Minnesota is one of the few states that has a unique shape to it; it’s not just a boring rectangle. I was born and raised in the southwestern corner of the state, in a small town called Marshall. I grew up with a life that revolved around horses. I don’t think anyone could tell you the first time I was on a horse, simply because that’s where I always was. Both of my parents, Bill and Debby, grew up with horses and competed in rodeos into their adult lives, so I guess you could say it was just a life my older sister, Kayla, and I were born into. I started competing at local horse shows at the age of three. At age eight, I began Little Britches Rodeo, and later added both Junior High and High School Rodeo to the mix, qualifying for the national finals at every level. Upon the completion of high school, I went on to attend South Dakota State University, where I earned a Bachelor’s of Science degree in both Biology and Business Economics, with minors in Accounting and Equine Studies. During my time in South Dakota, I had the opportunity to serve as a teaching assistant for the Equine Reproductive Management course, as well as compete in rodeos at the intercollegiate level. After college, I moved back to my home state, and that is where my journey as Miss Rodeo Minnesota began.

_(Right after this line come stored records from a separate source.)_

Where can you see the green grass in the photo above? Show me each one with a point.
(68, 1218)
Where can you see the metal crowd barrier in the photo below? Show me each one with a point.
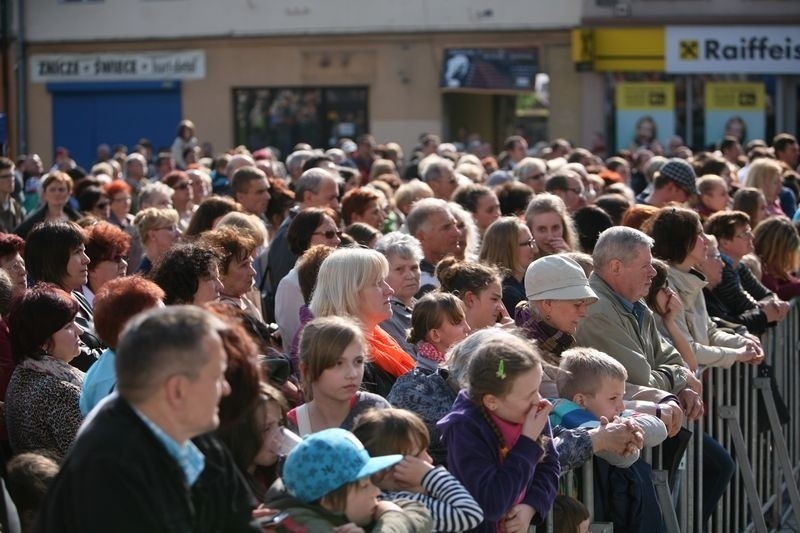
(741, 414)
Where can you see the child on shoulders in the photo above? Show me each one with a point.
(591, 385)
(389, 431)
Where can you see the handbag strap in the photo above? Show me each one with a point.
(303, 420)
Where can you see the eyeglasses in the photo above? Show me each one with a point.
(330, 234)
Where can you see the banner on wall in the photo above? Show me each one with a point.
(645, 114)
(732, 49)
(734, 109)
(512, 69)
(144, 66)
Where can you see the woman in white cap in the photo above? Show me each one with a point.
(558, 294)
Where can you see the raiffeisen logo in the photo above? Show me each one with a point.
(732, 49)
(753, 48)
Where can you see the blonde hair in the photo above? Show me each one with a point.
(342, 276)
(408, 193)
(321, 345)
(550, 203)
(247, 223)
(57, 176)
(500, 245)
(777, 244)
(761, 171)
(154, 218)
(584, 369)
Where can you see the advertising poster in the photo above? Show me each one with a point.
(645, 114)
(490, 68)
(735, 109)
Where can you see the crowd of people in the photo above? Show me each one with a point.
(345, 340)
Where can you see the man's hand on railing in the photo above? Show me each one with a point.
(691, 403)
(672, 416)
(775, 308)
(750, 353)
(693, 383)
(619, 436)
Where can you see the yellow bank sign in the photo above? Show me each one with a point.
(732, 49)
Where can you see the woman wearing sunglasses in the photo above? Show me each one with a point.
(509, 245)
(309, 227)
(666, 306)
(680, 241)
(107, 247)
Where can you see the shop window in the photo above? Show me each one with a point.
(284, 116)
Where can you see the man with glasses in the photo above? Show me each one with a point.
(316, 187)
(516, 148)
(739, 290)
(438, 173)
(674, 182)
(146, 460)
(568, 186)
(532, 172)
(11, 213)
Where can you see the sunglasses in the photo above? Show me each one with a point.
(328, 234)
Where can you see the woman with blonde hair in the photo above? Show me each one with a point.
(158, 230)
(352, 283)
(765, 175)
(777, 244)
(56, 189)
(550, 225)
(751, 201)
(713, 196)
(509, 245)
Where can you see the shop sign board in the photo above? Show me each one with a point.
(645, 114)
(732, 49)
(735, 109)
(144, 66)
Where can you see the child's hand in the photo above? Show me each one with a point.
(518, 519)
(348, 528)
(410, 471)
(536, 419)
(385, 506)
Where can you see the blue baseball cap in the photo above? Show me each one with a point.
(327, 460)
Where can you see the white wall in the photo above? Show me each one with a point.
(661, 12)
(49, 20)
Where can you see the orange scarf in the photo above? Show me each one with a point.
(387, 354)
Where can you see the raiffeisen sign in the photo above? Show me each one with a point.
(733, 49)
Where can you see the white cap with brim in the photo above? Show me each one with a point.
(557, 277)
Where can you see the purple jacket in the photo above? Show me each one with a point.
(473, 457)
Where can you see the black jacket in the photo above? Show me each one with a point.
(119, 477)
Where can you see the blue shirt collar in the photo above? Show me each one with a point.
(187, 455)
(635, 308)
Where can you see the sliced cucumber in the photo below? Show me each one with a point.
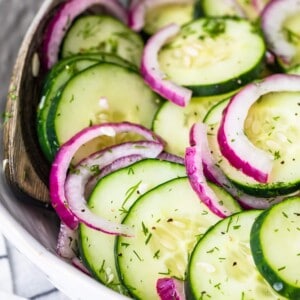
(272, 125)
(214, 55)
(214, 114)
(56, 79)
(102, 93)
(95, 33)
(173, 123)
(291, 29)
(275, 247)
(165, 14)
(168, 221)
(222, 266)
(244, 8)
(111, 199)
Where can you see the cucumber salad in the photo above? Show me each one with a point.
(172, 131)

Let’s rewind about fifteen years now. Rewind to my first rodeo queen title, when I was crowned the Minnesota Little Britches Rodeo Princess at the age of nine. Ever since that moment, I idolized rodeo queens. There was just something about them, I couldn’t help but stare. The combination of beauty and grace, paired with an undeniable talent as a horsewoman, rodeo queens captivated me. For years, I looked up to and admired them. As a middle school girl attending the National High School Finals Rodeo as a spectator while my sister competed, I spent most of my week tracking down each and every rodeo queen from all of the different states and getting their autograph. At home, I had binder after binder full of autograph sheets from years of collecting as many different states as I could. I treasured them deeply, reading over and over again what many of them wrote, “Dream big,” or “Never stop dreaming,” or “Chase your dreams.” There was one autograph, in particular, I was especially proud of getting: Kelli Jackson, Miss Rodeo America 2010. Someday I wanted to be just like her. My dream was to one day be just like all of these rodeo queens: a beautiful ambassador of our sport, who makes a difference in the world.

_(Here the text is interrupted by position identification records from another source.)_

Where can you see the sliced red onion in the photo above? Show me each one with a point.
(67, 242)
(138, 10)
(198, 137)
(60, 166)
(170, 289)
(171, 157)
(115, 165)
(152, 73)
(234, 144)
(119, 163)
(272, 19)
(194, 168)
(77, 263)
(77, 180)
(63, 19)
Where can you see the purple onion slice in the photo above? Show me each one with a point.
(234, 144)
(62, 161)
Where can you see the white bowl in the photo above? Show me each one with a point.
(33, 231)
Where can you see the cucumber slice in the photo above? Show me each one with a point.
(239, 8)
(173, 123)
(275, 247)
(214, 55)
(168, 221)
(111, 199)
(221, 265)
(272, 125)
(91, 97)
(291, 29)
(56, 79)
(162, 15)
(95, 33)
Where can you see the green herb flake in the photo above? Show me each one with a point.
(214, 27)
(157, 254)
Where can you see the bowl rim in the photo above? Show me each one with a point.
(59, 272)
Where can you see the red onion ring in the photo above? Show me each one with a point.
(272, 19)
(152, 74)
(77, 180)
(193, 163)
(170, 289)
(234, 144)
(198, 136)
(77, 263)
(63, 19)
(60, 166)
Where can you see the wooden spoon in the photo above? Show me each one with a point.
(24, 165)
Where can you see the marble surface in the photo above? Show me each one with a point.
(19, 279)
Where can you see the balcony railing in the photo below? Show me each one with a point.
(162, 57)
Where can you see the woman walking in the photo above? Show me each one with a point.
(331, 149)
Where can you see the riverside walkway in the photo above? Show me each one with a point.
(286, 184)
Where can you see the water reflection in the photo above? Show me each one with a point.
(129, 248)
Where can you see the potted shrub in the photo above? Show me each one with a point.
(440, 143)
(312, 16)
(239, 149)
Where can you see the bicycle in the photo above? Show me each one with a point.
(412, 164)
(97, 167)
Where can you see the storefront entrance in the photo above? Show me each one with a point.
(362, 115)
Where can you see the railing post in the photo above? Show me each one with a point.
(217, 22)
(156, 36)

Fast forward back to present-day again. I am living my dream as Miss Rodeo Minnesota. So far, I have traveled over 10,000 miles, and it’s only March. I have had the opportunity to visit hospitals and schools, assist in the production of some big PRCA rodeos beside some amazing stock contractors, and educate those around me about our great sport and the western way of life. Spending the year traveling the country, meeting new friends, and making memories that last a lifetime, I couldn’t think of a better way to spend 365 days of my life. I am proud to be Miss Rodeo Minnesota 2017.